洗濯や掃除を積極的に手伝ってくれるし、食事も一緒に作るようになったせいか、それなりに凝ったものが食卓に並ぶようになった。
テレワーク中もお茶を淹れてくれたりと至れり尽くせりだ。
それでいて、すきを見ては何かとじゃれつくように甘えてくる。
最近では私をお姉さまと呼んでくれるようにもなった。
なんだか出来のいい甘えたがりな妹ができた気分だ。

今日は休日ということもあり、常磐を連れて商店街をぶらついていた。
食べ歩き系YouTuberが商店街を特集した動画がバズっていたので、
日頃から家事を手伝ってくれている常磐への労いも兼ねて行ってみようということになったのだ。
たい焼きやらたこ焼きやらクレープやらを店先でいただきながら、あちらこちらと歩いていると、
リードに繋がれた実装石を連れた私と同年代ぐらいの女性が現れた。
その女性の顔に見覚えがあり、声をかける。
「あれ、もしかして・・・」
「えっ、久しぶり。元気してた?」
先方もこちらに気付いたらしい。親しげに声を掛けてきた。
彼女は中学以来の友人だった。
彼女こと敏子が大学進学のために地元を離れて以来疎遠になっていたが、こちらを覚えてくれていたようだ。
二言三言話している内に、敏子は私の連れが気になったようだ。
「ところでその娘は・・・?」
「ああこの娘?この娘はね・・・」
最近お迎えした実翠石だと説明すると、常磐が敏子に対して丁寧にお辞儀した。
「はじめましてです。常磐と申しますです」
「はじめまして。ずいぶんお利口さんなのね・・・」
「ええ。
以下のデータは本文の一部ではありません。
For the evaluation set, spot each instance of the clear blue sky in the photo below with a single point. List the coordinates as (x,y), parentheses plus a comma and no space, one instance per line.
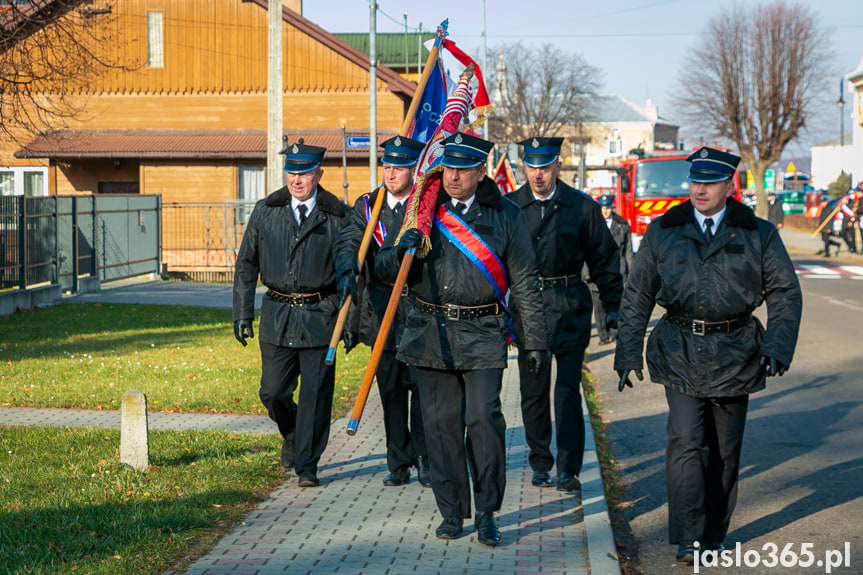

常磐が来てくれたおかげで、毎日すごく助かってるの」
常磐がいかに尽くしてくれるか、どれだけ可愛いかを敏子に力説すると、
「お、お姉さま・・・そんなに褒められると、さすがに照れるです・・・」
頬を赤く染めて私の服を軽く引っ張る。そんな様子もやっぱり可愛らしかった。
視界の端に映る実装石が歯を剥いてこちらを睨みつけているのが見えた。何か気に入らないことでもあるのだろうか?
「ところで、その実装石は?」
「ああ、この子ね。最近飼い始めたの。ほらグリーン、ご挨拶は?」
敏子が実装石に促すが、相変わらずこちらを睨みつけたままだった。
「はじめましてです〜」
常磐が軽く手を振って挨拶してみても反応はなかった。いや、より顔を醜く歪め、今にも吠えかかろうとしているのか、喉奥から唸り声を上げていた。
「ご、ごめんね。ちょっと人見知りしてるのかも」
敏子が詫びを入れるぐらいには非友好的な態度だったので、この辺りで立ち話を切り上げることにする。
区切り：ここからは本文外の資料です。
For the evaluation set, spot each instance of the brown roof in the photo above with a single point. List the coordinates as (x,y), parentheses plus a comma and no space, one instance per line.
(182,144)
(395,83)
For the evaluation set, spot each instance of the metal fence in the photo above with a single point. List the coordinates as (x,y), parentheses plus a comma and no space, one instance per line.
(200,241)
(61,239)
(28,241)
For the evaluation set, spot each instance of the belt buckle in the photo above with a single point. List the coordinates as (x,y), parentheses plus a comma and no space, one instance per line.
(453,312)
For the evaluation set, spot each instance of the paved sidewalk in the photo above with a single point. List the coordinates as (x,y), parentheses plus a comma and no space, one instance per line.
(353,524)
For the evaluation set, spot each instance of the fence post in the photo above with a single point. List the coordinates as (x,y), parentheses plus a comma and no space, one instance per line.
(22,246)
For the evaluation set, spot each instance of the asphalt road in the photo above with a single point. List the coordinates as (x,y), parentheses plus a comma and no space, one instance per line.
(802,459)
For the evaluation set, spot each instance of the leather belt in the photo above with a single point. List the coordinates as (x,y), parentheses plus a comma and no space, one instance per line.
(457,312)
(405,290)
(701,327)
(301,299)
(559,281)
今度暇なときにでも家に遊びに来てよ、と言うと、ありがとう、と敏子は返して、その場は別れた。



「ちょっとグリーン、さっきの態度はどういうつもり?」
敏子は自宅に帰り着くなり、リンガル越しにグリーンに問いかけた。
久々にあった友人に挨拶が出来ないならまだしも、敵意を剥き出しにするというのはどういうつもりなのか確かめる必要があった。
『アイツは糞蟲デス』
グリーンは拗ねた様子で吐き捨てるように言った。
「糞蟲?どういうこと?」
『ニンゲンさんに媚びてたデス!ベタベタとニンゲンさんに触っていい気になってたデス!
 ワタシを見て笑ってたデス!バカにしやがってムカつくデス!』
言い募るうちに興奮してきたのだろう、地団駄を踏んで声を荒らげ始めた。
最近実装石を飼い始めた敏子には、グリーンの態度が理解出来なかった。
実装石は実翠石に対して強い敵愾心を持っているが、敏子はその事を知らなかった。
また、敏子が知る由もなかったが、グリーンは常磐のことを覚えていた。
かつてペットショップの店員と一緒に自分を馬鹿にした実翠石=常磐には、とりわけ強い憎しみを抱いていた。
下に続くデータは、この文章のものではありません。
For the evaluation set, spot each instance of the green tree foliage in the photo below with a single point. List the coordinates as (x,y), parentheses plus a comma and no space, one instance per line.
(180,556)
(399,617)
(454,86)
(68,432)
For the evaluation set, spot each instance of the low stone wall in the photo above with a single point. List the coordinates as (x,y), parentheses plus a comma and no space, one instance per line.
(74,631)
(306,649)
(実際のところ、馬鹿にした云々は完全にグリーンの思い込みに過ぎない上に、常磐はグリーンのことなど覚えてすらいなかった)
その実翠石が飼いになり、飼い主とひどく仲良さそうな様子を見せつけてきたのだ。
並の実装石なら発狂して襲いかかっていただろうが、グリーンはそこそこ賢い躾済みだったからこそあの程度の反応で済んでいた。
なおもグリーンは喚き続けた。
『糞蟲を甘やかすニンゲンも糞蟲の仲間デス!』
「は?今何て言ったの?」
敏子の口調に怒りが混ざったのを感じ取り、グリーンは怒りを忘れてビクリとした。
「私の友達を糞呼ばわりするの?どういうつもり?」
『ご、ごめんなさいデス・・・。言い過ぎたデス・・・』
ペコペコと頭を下げるグリーンに免じて、今回は不問にすることにした。
だが、ここでしっかりと躾けておかなかったことが、後の悲劇につながることとなる。



「お邪魔します」
「いらっしゃい」
「いらっしゃいませです!」
とある金曜日の夜。
今日は敏子を自宅に招いて、ささやかな酒宴と洒落込んだ。
常磐と一緒に酒に合う料理をあれこれと作っていたのだが、
二人で作っているうちにだんだん楽しくなってきて、
気が付けばかなりの品数の料理がテーブルを埋めていた。
そんなわけで私も敏子もお酒が進み、気付けばお互いかなり酔っていた。
「お客様、大丈夫です?お水、飲んで下さいです」
「ありがと〜。ほんと常磐ちゃんは良い娘だね〜」
「ありがとうございますです」
「料理もおいしいし、気が利くし、なによりすっごく可愛いし。うちのグリーンとは大違いよね〜」
そりゃ実翠石と実装石では出来ることに差があるのは当たり前だろう、と思いながらも続きを促した。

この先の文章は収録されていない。